Theo decided to abscond with his lover, whom he had been secretly seeing behind Anie with the thinking that his daughter wouldn't live past the age of two. But he was wrong; Amy survived. Though Amy was 19, she had struggled through severe pains as her health condition deteriorated frequently. Amy was always sick that she couldn't attend school. Pains were always all over her body. When the pains came to her stomach, she felt like some footballers were kicking her stomach; when the pains moved to her heart, she felt like a gladiator was squeezing life out of her; when the pains came to her head, she felt like a WWE champion was defending a belt on her head as the pains felt like heavy punches; and when the pains moved to her arm, she felt the pains so deep in her tissue like she was in the electric chair.

As early as five Amy had started having strokes and doctors on every occasion had advised Anie that she might die from one. She had had several transfusions and treatments were like routines. But Amy didn't die; she survived. She had managed to pass through various stages of her education. At 19 she was still in her penultimate year in secondary school. She had missed classes and exams as she was often in hospital and as a result had repeated classes severally. Though she was brilliant and had always expected to come up aces with every subject she took, her chronic crisis wouldn’t let her, but she was firmly convinced that she would achieve whatever her brain was set at if only she could attend school regularly.

But it seemed Amy had resigned herself to her fate. She had given up her confidence in herself.
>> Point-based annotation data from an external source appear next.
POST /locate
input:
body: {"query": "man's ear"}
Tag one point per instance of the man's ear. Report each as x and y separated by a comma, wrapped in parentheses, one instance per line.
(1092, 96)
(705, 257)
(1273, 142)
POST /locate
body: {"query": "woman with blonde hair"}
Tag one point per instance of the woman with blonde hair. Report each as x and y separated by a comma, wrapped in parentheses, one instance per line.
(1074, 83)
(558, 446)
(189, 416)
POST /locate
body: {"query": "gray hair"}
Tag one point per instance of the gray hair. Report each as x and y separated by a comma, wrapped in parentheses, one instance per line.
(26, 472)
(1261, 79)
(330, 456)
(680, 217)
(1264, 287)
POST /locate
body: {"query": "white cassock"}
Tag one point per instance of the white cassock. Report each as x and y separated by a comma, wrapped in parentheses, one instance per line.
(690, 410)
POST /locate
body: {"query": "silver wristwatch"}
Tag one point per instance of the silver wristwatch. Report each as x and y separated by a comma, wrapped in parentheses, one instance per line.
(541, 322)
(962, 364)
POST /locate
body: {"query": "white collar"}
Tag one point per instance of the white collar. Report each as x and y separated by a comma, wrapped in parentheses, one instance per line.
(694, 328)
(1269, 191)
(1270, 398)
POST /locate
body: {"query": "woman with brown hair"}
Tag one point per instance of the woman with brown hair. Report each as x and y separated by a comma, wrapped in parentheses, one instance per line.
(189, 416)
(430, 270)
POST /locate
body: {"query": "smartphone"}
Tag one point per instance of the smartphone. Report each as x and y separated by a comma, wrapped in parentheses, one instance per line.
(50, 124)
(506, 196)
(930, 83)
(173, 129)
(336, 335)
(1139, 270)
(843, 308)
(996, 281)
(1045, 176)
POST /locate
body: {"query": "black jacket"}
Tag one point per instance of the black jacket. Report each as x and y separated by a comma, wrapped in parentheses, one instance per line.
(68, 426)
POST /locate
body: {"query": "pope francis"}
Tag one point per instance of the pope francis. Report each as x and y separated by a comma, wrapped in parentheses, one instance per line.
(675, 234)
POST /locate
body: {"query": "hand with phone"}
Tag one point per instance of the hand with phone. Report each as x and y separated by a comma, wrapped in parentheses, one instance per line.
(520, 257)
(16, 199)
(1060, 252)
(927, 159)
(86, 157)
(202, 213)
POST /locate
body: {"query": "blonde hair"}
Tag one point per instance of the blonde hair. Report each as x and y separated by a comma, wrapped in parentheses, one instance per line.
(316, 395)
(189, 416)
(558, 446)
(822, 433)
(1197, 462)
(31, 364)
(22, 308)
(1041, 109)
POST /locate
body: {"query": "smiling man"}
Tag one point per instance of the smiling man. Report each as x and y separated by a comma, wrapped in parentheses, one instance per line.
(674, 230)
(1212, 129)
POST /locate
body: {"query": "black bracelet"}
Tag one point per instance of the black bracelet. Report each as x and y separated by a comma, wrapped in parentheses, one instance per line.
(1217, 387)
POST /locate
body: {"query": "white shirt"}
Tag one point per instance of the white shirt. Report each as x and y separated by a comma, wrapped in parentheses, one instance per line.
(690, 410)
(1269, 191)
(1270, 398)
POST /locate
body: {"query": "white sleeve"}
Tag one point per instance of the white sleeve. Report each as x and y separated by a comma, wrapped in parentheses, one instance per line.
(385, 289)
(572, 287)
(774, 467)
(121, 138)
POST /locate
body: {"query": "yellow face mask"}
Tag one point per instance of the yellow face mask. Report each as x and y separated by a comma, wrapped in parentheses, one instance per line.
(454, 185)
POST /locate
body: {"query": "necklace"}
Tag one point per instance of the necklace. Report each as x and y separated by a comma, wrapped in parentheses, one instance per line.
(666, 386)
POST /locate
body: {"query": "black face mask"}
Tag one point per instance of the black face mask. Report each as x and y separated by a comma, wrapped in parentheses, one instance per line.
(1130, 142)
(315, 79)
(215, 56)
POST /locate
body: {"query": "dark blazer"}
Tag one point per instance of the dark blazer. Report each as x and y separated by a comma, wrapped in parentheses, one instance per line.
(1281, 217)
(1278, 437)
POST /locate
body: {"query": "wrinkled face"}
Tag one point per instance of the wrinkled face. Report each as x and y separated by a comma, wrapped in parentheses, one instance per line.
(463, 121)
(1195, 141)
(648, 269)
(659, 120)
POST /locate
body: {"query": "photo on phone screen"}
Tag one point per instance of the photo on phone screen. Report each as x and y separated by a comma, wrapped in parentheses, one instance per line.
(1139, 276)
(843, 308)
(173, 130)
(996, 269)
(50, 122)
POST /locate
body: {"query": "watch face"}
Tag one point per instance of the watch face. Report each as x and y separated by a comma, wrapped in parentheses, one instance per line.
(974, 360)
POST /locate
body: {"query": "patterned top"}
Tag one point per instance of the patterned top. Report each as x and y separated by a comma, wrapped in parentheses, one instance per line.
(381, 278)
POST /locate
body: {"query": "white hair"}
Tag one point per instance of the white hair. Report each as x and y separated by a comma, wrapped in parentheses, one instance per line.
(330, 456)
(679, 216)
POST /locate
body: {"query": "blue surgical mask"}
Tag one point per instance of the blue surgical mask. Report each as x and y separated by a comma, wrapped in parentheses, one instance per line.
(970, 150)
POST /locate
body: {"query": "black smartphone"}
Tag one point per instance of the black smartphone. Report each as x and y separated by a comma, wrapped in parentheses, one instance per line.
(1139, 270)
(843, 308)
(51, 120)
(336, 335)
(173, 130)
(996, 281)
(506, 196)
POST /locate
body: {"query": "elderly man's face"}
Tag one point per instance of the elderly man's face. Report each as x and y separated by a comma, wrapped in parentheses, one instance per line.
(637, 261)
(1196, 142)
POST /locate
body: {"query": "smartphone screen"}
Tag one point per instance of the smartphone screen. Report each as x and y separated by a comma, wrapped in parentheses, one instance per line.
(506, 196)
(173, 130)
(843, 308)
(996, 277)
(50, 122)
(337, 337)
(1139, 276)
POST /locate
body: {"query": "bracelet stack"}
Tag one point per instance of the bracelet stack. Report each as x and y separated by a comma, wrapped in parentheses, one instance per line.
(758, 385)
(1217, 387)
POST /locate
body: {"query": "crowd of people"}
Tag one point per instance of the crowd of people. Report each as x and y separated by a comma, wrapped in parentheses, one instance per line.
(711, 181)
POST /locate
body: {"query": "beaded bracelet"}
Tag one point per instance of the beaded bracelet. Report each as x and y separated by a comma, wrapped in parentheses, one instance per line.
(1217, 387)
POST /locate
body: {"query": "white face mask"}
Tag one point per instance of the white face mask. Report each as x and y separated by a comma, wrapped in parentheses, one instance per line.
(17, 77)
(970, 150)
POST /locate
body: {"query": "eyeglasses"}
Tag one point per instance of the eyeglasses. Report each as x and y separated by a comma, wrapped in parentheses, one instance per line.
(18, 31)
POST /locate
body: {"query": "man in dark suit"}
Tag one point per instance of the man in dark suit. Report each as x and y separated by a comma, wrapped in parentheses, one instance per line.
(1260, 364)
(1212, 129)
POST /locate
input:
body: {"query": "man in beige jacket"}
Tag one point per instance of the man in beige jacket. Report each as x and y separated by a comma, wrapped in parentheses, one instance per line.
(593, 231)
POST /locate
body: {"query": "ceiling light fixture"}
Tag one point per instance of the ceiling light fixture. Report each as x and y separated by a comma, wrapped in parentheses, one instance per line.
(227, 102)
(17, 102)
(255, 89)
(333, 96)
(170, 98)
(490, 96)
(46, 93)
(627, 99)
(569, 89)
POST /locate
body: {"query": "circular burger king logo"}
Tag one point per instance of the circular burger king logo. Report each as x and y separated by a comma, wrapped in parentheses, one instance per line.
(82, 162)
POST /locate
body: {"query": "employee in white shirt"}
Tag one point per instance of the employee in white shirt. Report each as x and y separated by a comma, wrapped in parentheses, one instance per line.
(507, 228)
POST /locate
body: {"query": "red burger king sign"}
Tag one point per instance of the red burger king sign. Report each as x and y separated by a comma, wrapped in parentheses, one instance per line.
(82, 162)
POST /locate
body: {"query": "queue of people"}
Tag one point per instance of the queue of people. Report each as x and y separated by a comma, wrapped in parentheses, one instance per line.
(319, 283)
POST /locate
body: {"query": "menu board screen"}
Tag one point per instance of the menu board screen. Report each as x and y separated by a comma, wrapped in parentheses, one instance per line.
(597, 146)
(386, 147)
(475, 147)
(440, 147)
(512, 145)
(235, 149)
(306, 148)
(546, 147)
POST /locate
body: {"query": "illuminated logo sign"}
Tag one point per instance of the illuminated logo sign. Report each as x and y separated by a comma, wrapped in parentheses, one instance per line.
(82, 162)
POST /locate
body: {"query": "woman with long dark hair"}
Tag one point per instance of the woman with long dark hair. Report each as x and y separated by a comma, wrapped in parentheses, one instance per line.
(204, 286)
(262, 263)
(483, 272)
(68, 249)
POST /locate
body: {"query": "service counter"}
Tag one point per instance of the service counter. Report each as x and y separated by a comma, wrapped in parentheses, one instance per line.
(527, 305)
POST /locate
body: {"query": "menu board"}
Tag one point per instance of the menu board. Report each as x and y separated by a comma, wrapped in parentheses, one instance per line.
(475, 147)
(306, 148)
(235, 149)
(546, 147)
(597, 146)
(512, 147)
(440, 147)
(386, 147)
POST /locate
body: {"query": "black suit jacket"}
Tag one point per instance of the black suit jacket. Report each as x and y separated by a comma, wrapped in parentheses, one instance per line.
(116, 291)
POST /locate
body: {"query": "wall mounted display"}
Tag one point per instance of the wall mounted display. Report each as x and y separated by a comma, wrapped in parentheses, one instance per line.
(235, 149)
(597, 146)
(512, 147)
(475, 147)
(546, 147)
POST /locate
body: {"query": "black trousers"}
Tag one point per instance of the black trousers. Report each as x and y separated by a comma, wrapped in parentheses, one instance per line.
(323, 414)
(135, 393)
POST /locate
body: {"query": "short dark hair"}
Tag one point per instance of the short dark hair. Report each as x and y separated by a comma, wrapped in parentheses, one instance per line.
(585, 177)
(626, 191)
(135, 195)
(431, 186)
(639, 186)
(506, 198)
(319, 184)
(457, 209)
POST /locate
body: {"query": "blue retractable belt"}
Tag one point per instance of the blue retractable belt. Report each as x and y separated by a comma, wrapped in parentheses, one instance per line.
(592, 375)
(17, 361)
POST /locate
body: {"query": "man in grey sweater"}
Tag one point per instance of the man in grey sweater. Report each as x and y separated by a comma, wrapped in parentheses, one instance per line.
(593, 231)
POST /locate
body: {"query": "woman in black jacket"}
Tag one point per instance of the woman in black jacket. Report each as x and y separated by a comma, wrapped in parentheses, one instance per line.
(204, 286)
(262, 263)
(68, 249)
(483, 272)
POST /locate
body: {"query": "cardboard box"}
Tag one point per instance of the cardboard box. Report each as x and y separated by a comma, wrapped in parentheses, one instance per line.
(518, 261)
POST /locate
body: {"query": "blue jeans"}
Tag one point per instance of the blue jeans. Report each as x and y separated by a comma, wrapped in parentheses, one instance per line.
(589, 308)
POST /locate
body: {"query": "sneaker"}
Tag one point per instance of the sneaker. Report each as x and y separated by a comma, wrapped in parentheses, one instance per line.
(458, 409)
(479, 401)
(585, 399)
The stigma of being a sickler had become unbearable; the repressive hard work in chasing her dream of becoming a surgeon and still unable to perform to her expectations owing to ill health; the mental cruelty of her father’s vanishment and abscission from fatherly love and affection; and the mental torture of tales from her friends in school about their love adventures with their boyfriends while no man had ever acknowledged her beauty no matter how she tried to prettify herself. These excruciating thoughts were flagellating her mind while she was sopping her mind with alcohol at the pub. She had a fall out with her bosom buddy who misguidedly in her choice of words reminded her of how miserable her life had been. She threw her positivism into the oubliette of her heart and resigned to the illusions of how sickle cell had ruined her dreams.

But Anie never resigned to fate. She believed firmly in her daughter’s dream of becoming a surgeon. She kept alive at all times the dream of seeing her daughter correct faults in human systems; repair injuries in human bodies; and treat diseases, even as Amy lay in harsh pains and in moribund in hospital bed.